China retail sales beat forecast despite trade war tensions

China retail sales beat forecast despite trade war tensions

The world's second-largest economy is targeting economic growth of around 5% this year.

China- Beijing
The key gauge of consumer demand grew 6.4% year-on-year in May, according to the National Bureau of Statistics. (AFP pic)
BEIJING:
Retail sales in China grew at a faster rate than expected last month, official data showed today, a positive sign for the world’s second-largest economy during its grinding trade war with the US.

The key gauge of consumer demand grew 6.4% year-on-year in May, according to data published by the National Bureau of Statistics (NBS).

The figure beat the 4.9% growth forecast in a Bloomberg survey of economists and was also sharply up from April’s 5.1% increase.

However, the NBS also said industrial production grew a below-par 5.8%.

Zhiwei Zhang, president and chief economist at Pinpoint Asset Management, wrote in a note that the retail sales figures “came as a surprise”, but warned the economic outlook for the rest of the year was uncertain.

The NBS said the economy “maintained stability” last month as authorities “stepped up the implementation of more proactive and effective macro policies”.

However, it added that “there are still many unstable and uncertain external factors, and the internal momentum for expanding domestic demand needs to be further strengthened”.
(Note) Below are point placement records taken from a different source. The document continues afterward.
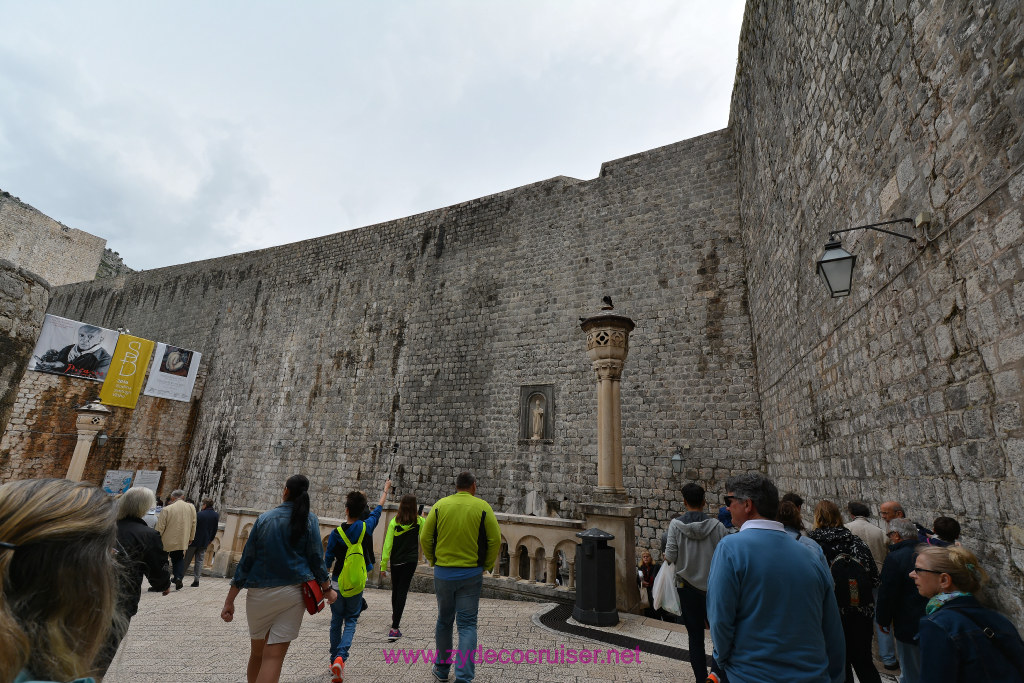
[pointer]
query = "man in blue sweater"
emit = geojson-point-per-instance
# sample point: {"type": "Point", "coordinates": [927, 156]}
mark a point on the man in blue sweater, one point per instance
{"type": "Point", "coordinates": [770, 602]}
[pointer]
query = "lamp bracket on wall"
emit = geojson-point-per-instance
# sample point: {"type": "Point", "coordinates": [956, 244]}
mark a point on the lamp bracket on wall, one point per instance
{"type": "Point", "coordinates": [836, 265]}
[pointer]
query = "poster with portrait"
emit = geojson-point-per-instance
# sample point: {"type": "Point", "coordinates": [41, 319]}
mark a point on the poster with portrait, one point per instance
{"type": "Point", "coordinates": [117, 481]}
{"type": "Point", "coordinates": [173, 374]}
{"type": "Point", "coordinates": [74, 348]}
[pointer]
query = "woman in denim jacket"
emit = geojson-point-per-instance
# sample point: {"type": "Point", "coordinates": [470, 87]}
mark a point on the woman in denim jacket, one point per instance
{"type": "Point", "coordinates": [960, 639]}
{"type": "Point", "coordinates": [283, 551]}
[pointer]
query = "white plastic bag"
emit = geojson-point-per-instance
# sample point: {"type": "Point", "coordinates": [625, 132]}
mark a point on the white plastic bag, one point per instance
{"type": "Point", "coordinates": [666, 596]}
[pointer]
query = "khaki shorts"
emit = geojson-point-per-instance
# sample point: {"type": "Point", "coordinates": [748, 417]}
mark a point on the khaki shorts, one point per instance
{"type": "Point", "coordinates": [274, 613]}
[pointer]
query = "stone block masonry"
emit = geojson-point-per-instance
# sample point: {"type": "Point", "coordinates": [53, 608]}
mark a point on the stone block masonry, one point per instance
{"type": "Point", "coordinates": [35, 242]}
{"type": "Point", "coordinates": [24, 297]}
{"type": "Point", "coordinates": [910, 389]}
{"type": "Point", "coordinates": [421, 331]}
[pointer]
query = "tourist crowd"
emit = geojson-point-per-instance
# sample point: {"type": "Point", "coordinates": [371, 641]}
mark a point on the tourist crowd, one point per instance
{"type": "Point", "coordinates": [784, 602]}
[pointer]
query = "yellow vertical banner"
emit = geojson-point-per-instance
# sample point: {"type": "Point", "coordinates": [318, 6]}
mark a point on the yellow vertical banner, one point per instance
{"type": "Point", "coordinates": [124, 379]}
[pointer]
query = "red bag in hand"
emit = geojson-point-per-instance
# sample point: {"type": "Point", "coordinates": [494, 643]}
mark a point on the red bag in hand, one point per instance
{"type": "Point", "coordinates": [312, 595]}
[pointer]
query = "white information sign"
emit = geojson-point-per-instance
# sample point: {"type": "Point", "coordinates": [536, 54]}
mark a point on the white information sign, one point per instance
{"type": "Point", "coordinates": [117, 481]}
{"type": "Point", "coordinates": [148, 478]}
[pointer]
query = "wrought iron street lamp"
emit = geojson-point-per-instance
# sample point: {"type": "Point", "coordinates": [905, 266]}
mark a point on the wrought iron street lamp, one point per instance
{"type": "Point", "coordinates": [836, 265]}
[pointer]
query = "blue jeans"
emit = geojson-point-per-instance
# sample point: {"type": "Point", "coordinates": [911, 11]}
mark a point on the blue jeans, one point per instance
{"type": "Point", "coordinates": [909, 662]}
{"type": "Point", "coordinates": [887, 644]}
{"type": "Point", "coordinates": [344, 611]}
{"type": "Point", "coordinates": [457, 601]}
{"type": "Point", "coordinates": [694, 604]}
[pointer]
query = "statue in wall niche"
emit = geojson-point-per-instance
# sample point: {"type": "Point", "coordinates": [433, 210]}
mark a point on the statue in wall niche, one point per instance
{"type": "Point", "coordinates": [537, 417]}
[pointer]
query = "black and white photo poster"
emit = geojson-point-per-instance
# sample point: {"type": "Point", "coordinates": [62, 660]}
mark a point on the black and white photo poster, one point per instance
{"type": "Point", "coordinates": [173, 373]}
{"type": "Point", "coordinates": [73, 348]}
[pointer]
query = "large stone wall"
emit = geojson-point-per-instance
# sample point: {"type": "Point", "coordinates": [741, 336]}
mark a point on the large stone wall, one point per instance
{"type": "Point", "coordinates": [41, 435]}
{"type": "Point", "coordinates": [422, 331]}
{"type": "Point", "coordinates": [24, 297]}
{"type": "Point", "coordinates": [41, 245]}
{"type": "Point", "coordinates": [845, 114]}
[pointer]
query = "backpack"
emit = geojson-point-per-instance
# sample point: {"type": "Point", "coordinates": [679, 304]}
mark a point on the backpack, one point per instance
{"type": "Point", "coordinates": [352, 579]}
{"type": "Point", "coordinates": [853, 582]}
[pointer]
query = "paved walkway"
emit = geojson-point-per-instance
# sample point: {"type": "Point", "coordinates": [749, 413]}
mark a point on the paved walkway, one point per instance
{"type": "Point", "coordinates": [180, 637]}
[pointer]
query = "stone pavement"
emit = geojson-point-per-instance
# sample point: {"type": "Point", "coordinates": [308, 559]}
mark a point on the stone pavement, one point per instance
{"type": "Point", "coordinates": [180, 637]}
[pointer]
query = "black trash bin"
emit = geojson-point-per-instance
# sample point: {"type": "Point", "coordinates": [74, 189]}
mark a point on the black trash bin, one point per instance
{"type": "Point", "coordinates": [595, 580]}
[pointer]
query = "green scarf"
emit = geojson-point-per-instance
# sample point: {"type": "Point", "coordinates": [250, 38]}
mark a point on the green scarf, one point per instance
{"type": "Point", "coordinates": [941, 599]}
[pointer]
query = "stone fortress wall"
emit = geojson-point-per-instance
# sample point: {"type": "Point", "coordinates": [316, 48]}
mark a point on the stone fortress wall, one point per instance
{"type": "Point", "coordinates": [847, 114]}
{"type": "Point", "coordinates": [321, 354]}
{"type": "Point", "coordinates": [24, 297]}
{"type": "Point", "coordinates": [41, 245]}
{"type": "Point", "coordinates": [422, 331]}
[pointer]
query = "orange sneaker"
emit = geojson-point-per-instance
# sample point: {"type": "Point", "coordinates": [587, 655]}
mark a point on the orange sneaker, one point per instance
{"type": "Point", "coordinates": [338, 671]}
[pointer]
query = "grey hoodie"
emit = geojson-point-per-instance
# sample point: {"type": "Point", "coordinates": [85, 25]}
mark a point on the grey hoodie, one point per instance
{"type": "Point", "coordinates": [691, 542]}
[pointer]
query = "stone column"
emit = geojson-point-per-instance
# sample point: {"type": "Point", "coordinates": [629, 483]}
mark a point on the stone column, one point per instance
{"type": "Point", "coordinates": [552, 571]}
{"type": "Point", "coordinates": [607, 346]}
{"type": "Point", "coordinates": [91, 420]}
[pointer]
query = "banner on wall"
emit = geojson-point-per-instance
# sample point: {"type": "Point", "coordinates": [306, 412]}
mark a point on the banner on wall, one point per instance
{"type": "Point", "coordinates": [124, 379]}
{"type": "Point", "coordinates": [173, 373]}
{"type": "Point", "coordinates": [148, 478]}
{"type": "Point", "coordinates": [73, 348]}
{"type": "Point", "coordinates": [117, 481]}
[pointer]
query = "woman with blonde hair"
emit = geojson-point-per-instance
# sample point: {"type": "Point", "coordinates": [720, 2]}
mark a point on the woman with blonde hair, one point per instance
{"type": "Point", "coordinates": [960, 639]}
{"type": "Point", "coordinates": [139, 552]}
{"type": "Point", "coordinates": [57, 579]}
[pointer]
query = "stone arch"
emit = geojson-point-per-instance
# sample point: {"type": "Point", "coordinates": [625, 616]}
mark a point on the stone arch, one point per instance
{"type": "Point", "coordinates": [526, 549]}
{"type": "Point", "coordinates": [504, 559]}
{"type": "Point", "coordinates": [565, 563]}
{"type": "Point", "coordinates": [540, 561]}
{"type": "Point", "coordinates": [243, 538]}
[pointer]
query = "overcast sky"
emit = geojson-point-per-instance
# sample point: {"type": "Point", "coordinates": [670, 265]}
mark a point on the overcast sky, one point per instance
{"type": "Point", "coordinates": [185, 130]}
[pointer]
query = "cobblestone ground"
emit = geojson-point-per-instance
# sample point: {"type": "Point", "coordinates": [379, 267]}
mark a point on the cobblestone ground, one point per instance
{"type": "Point", "coordinates": [180, 637]}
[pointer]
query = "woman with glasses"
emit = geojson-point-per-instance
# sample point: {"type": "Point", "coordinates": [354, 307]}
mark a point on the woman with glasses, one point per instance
{"type": "Point", "coordinates": [960, 639]}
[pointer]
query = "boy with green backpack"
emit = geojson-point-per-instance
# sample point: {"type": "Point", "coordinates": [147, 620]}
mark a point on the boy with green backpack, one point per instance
{"type": "Point", "coordinates": [348, 566]}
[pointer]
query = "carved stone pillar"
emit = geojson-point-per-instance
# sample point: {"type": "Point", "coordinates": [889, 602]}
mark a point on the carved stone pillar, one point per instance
{"type": "Point", "coordinates": [91, 420]}
{"type": "Point", "coordinates": [552, 571]}
{"type": "Point", "coordinates": [607, 346]}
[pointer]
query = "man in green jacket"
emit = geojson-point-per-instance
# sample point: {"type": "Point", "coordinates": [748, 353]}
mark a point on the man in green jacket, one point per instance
{"type": "Point", "coordinates": [460, 539]}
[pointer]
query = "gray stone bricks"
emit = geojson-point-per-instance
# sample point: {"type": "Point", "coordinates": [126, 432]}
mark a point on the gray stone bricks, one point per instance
{"type": "Point", "coordinates": [928, 407]}
{"type": "Point", "coordinates": [39, 244]}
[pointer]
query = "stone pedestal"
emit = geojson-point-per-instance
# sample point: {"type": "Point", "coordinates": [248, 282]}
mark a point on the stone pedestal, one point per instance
{"type": "Point", "coordinates": [91, 420]}
{"type": "Point", "coordinates": [619, 520]}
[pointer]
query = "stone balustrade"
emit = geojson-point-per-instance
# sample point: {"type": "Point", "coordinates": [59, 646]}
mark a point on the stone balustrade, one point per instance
{"type": "Point", "coordinates": [529, 551]}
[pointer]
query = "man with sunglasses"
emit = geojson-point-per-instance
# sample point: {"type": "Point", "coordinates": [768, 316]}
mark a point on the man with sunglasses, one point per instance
{"type": "Point", "coordinates": [770, 602]}
{"type": "Point", "coordinates": [900, 606]}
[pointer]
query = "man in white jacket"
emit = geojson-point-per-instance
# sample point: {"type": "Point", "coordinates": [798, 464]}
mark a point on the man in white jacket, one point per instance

Beijing has struggled to sustain strong growth since the pandemic, grappling with deep-seated problems at home including a persistent slump in domestic consumption and a debt crisis in the property sector.

“Commercial property prices in a representative group of 70 cities fell month-on-month in May, reflecting continued consumer caution,” the NBS said.

“The surveyed unemployment rate – another notable figure as millions of young people struggle to find suitable work – edged down to 5% in May from 5.1% the previous month,” the bureau said.

China is targeting economic growth of around 5% this year.

However, the picture is also complicated by trade tensions with Washington that erupted in a gruelling tit-for-tat tariff war after US President Donald Trump took office in January.

The two sides have since agreed a pause on retaliatory levies but have not yet announced a lasting deal.

Trade delegations met in London this month for a second round of high-stakes talks, with Trump saying the superpowers reached an agreement that would preserve a truce.

Li Chenggang, the head of the Chinese team, said communication with the US had been “very professional”, but did not say whether an accord had been reached.